Viruses do not produce exotoxins or endotoxins. They are typical intracellular parasites and use cells for their own replication. During this, damage of cell structures leading to the death of cell is observed. In addition viruses may be responsible for the tumorous transformation of cells.

During the immune responses, the cells may be damaged by effector cells and molecules participating in immune mechanisms. From this point of view they are thought to be the immunopathological responses. They include:

1. Immediated allergic anaphylactic reactions mediated by IgE antibodies (reagines).

2. Cytotoxic reactions during which complement is activated by IgG or IgM antibodies reacting with antigens of self cells and structures (autoantigens) which immediately damage the target cells and surrounding tissues.

3. Reactions of the immune complex type. The complement system is also activated by the immune complexes. During the activation, chemotactic factors are formed which attract granulocytes to the inflammation area. Neutrophils destroy target cells by released lysosomal enzymes, especially by proteinases, and free radicals of oxygen.

4. Reactions of delayed or cell-mediated hypersensitivity. Specific subpopulation of T lymphocytes and several cytokines are involed in these processes.

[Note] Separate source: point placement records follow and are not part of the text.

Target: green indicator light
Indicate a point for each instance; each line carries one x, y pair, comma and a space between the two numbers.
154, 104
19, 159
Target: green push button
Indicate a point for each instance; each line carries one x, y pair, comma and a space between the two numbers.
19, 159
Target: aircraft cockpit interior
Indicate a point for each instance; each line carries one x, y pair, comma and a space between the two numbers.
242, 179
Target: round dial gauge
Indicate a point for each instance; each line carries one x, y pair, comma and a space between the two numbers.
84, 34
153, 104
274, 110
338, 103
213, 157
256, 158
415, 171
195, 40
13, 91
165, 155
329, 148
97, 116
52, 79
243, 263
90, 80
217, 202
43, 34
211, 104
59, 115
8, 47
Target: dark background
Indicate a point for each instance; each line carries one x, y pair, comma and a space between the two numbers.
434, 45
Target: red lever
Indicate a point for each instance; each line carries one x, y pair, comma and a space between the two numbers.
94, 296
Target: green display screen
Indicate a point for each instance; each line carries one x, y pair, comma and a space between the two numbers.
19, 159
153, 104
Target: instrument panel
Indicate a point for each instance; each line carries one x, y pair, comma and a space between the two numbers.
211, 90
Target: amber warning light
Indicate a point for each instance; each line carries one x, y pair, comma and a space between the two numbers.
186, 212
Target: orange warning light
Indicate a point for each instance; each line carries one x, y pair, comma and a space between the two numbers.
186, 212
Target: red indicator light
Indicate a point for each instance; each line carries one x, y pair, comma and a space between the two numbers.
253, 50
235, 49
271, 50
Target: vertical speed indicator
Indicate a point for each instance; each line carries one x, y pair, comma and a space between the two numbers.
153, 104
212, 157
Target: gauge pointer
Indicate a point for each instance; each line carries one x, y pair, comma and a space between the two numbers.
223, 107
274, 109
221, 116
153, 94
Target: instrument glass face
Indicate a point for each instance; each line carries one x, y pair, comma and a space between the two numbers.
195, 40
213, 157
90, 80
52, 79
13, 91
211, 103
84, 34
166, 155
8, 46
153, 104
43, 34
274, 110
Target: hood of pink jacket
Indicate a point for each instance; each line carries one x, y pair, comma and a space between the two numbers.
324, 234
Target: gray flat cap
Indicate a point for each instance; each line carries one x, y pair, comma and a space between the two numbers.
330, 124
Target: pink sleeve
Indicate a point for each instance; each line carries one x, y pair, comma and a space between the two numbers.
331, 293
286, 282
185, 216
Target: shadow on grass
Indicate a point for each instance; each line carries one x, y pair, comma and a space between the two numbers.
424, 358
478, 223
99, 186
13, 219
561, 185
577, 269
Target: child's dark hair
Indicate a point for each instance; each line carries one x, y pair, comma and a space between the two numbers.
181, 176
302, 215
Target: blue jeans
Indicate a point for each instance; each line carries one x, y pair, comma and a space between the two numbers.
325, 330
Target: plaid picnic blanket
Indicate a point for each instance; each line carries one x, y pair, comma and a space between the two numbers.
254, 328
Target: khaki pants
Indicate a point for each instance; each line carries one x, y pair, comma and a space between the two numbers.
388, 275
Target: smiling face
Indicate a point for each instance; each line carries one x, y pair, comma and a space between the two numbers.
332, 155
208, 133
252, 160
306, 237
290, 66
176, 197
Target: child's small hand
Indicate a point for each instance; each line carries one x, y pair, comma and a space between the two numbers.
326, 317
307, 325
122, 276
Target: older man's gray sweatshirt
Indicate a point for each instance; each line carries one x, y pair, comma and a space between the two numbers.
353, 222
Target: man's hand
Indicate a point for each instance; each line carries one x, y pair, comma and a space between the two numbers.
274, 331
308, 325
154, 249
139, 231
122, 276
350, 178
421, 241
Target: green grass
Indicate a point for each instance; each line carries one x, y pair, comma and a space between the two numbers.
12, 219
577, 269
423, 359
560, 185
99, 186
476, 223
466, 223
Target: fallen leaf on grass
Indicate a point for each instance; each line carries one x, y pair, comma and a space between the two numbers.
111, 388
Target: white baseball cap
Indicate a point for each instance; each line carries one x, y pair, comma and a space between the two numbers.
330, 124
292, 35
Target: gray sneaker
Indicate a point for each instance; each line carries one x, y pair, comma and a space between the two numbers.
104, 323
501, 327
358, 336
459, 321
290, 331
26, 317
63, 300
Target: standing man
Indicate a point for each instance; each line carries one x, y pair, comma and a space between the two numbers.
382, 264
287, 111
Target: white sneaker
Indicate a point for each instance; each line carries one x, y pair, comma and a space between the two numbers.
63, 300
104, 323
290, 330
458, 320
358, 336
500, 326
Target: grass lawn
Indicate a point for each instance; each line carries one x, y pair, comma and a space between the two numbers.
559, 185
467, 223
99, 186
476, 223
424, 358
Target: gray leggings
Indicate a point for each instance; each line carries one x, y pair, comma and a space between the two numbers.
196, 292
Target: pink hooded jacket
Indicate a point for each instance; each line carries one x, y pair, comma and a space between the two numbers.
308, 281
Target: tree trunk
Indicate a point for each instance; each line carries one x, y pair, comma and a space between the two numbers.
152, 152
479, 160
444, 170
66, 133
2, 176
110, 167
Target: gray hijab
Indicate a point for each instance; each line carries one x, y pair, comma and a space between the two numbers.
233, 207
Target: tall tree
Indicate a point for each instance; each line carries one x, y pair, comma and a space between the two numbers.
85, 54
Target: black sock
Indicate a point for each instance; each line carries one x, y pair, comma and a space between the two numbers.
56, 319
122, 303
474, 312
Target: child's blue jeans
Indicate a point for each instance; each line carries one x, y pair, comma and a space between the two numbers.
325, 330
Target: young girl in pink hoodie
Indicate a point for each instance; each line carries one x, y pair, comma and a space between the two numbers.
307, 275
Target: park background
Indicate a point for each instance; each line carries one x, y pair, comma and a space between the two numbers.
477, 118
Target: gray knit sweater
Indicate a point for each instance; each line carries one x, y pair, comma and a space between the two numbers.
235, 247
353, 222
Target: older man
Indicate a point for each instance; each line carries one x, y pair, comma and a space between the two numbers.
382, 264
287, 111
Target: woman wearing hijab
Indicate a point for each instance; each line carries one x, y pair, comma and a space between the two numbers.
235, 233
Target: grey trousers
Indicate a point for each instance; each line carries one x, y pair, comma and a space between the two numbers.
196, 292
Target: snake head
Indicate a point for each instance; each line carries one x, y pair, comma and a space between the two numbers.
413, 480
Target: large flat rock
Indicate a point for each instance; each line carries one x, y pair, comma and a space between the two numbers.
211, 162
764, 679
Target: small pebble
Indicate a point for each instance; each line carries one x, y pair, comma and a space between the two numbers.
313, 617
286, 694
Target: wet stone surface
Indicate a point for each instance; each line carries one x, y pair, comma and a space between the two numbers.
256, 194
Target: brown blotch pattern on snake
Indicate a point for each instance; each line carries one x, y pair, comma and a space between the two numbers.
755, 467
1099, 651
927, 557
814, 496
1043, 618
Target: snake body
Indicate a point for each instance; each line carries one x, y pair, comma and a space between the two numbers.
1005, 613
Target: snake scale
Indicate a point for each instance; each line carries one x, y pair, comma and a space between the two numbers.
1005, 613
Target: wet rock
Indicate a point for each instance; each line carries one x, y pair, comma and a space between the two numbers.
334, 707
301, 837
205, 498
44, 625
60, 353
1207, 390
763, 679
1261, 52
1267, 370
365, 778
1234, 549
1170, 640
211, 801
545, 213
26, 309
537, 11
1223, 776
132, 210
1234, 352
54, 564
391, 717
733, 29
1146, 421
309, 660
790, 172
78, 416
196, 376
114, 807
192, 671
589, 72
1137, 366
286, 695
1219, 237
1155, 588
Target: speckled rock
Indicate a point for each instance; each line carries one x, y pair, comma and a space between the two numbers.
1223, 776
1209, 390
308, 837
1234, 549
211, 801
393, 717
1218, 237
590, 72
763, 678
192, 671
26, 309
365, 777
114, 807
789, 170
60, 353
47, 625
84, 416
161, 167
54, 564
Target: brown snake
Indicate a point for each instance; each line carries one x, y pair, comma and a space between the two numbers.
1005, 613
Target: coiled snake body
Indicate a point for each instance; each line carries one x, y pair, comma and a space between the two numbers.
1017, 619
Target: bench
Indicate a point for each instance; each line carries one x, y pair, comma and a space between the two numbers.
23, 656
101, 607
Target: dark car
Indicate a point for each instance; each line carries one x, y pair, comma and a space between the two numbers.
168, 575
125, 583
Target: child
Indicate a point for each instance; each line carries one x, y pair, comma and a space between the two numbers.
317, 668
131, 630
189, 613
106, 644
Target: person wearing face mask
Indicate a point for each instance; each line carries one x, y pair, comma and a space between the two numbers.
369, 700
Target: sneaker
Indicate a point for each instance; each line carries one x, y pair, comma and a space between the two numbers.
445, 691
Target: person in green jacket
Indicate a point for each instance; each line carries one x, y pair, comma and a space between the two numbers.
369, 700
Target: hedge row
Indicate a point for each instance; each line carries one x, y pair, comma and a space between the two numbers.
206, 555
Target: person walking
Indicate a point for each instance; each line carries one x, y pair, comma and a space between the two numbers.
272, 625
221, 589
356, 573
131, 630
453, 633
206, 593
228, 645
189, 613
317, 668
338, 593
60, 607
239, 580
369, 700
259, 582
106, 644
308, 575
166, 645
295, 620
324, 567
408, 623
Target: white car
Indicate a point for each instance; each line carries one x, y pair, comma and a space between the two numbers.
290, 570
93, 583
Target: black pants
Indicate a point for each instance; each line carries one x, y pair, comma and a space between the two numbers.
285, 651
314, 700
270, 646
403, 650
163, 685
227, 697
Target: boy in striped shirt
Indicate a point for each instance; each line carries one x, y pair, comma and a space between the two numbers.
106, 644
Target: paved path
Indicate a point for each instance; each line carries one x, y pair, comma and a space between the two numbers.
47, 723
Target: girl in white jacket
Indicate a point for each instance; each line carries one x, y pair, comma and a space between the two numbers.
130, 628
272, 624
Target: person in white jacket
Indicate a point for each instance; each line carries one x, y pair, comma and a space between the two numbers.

5. Cytotoxic reactions influencing the function of cell receptors. They are also mediated by autoantibodies that may have a function of agonists or antagonists. Hence, the autoantibodies can pathologically stimulate and/or block the transfer of specific signal through the receptor.

It follows that cell damage following the inflammatory reaction may be useful or harmful. The useful activities include:

1. destruction of injuring and infectious agents and their elimination from the inflammatory site;

2. limitation of spreading of injuring factors;

3. stimulation of the specific immune response;

4. help in the healing process.

To the harmful inflammatory reactions belong autoimmune and other immunopathological processes.